Would it surprise you to know that I am a sucker for reality dating shows? I’m not ardent: I tend to google results after about 3 episodes and go back to watching true crime — but I’ll give most dating shows a glance at least once. So when this Spring’s utter rating failure (it’s not a good thing when your executive producer takes up with one of the contestants mid-show) promised to feature “DATING COACHES” I could not look away.
At one point, the only male coach on the show gave this bit of advice: “When a man offers you his jacket and you refuse it, you’re depriving him a chance to feel like a man. YOU think you’re being nice not making him suffer being cold. HE doesn’t see it that way.”
Wait. What? Really?
I promptly paused the show and went and asked IZ. “Is this true? Do guys really think that?”
IZ smiled, “Yeah, kinda. I don’t know if all men think like that, but it’s true for me: I do want to go out of my way for you. And doing those kinds of things makes me feel more like a man. It’s not because you CAN’T do those things for yourself, I just feel good about myself when I do them for you.”
How did I miss this memo?
In all my years of insisting on getting my own door and refusing jackets — or any of those little acts of chivalry — I’ve missed the point. Those acts were just as much about him as they were about me. And that doesn’t make him sexist or lacking in empathy — it made him human. A man in love. A man in love with me. Walter. Tango. Foxtrot. I am an idiot.
In my own defense, dating IZ as a teenager didn’t make matters easy. He opened doors for EVERYONE. And there were times when I honestly thought he would mow me over to get to the door before me. I don’t recall ever seeing my father open a door for my mother, so I didn’t have a frame of reference. And the look that would come over IZ as he would eye down the doorway– it was clear he was on a mission and getting in his way was not a good idea.
That irked me. At 19 I was determined to shake off the sexist “women are lesser” film I had clinging to my skin. As much as he was determined on being a “gentleman” I was hell-bent to not need him to be. This was war. And, because he knows when to let things go, he finally relented. “Fine, get your own door” when I explained yet again that I was WOMAN, I can DO. THIS. MYSELF.

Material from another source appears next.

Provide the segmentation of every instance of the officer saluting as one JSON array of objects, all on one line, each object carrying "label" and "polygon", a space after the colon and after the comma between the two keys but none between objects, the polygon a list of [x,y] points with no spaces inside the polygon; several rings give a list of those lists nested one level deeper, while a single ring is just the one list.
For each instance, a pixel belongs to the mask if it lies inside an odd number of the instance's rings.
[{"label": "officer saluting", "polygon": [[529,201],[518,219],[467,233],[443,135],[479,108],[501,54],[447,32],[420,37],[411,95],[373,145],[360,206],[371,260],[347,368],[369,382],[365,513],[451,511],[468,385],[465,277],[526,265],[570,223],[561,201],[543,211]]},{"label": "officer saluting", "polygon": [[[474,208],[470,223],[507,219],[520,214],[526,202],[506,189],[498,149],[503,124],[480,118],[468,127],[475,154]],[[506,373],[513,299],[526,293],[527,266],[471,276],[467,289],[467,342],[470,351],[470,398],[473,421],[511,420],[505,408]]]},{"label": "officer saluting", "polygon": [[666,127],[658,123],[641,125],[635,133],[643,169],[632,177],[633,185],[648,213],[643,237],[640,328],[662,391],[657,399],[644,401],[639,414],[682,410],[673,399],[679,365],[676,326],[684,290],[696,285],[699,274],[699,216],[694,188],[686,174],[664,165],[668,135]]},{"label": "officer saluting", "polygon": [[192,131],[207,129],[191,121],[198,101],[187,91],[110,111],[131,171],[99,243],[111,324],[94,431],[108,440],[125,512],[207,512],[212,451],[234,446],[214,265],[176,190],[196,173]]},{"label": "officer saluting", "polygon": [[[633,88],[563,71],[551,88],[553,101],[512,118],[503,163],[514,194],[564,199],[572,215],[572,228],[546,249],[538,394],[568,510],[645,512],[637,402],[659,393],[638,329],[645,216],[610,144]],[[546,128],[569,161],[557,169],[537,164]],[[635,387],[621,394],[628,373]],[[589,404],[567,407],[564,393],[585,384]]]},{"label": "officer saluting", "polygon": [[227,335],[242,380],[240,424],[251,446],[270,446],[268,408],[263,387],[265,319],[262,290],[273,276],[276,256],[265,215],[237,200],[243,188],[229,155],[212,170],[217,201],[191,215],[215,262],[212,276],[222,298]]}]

The years would progress and my reasoning (about the doors anyway) became more about practicality. It seemed ridiculous for one of us to get drenched holding a car door. “That’s fine, I’ll meet you inside.”
And then I read this beautiful piece of writing by James Stafford. It’s a love letter really, entitled “You Know You Could Have Been A Candle” — written to the woman he loves. You can read it over on The Good Men Project. And you should, read it. It’s stunning. A small paragraph has stuck with me this week. He writes:
I love that you let me adore you. I shouldn’t complain, but it’s hard sometimes to be a man. I’m not your boss, your competition, or your coworker. I’m not The Man trying to keep you down or put you in your place. I just want to open the door for you because it’s polite. I want to pick up the check, open the jars, hold your hand. There’s no gender politics at work. That you realize that says everything about your character.
It’s taken me 20+ years to realize his impulse to adore me has as much to do with how he was raised as the fact that he does, indeed, adore me. 20 + years for me to let him be the man he truly is: willing to set aside his own argument for the sake of mine. Even though, in this particular case, my argument was misguided. It’s taken 20+ years to realize that it has nothing to do with making me “less”. If anything, I am more for having been loved by a good man. The why of that love, well, that’s beyond my comprehension.
But it is not beyond my amazement. The very memory of his 16 year old self, running to get my door leaves me breathless. I wish I had had the character then to appreciate the gesture at the time. The grace to have said , “Thank you” in the moment. Somehow, I stumbled into loving a good man while reaching for my own door — who, for reasons only he can explain, loves me enough to let me be wrong.
The photo strip was taken on IZ’s 21st birthday–which was 22 years ago this week.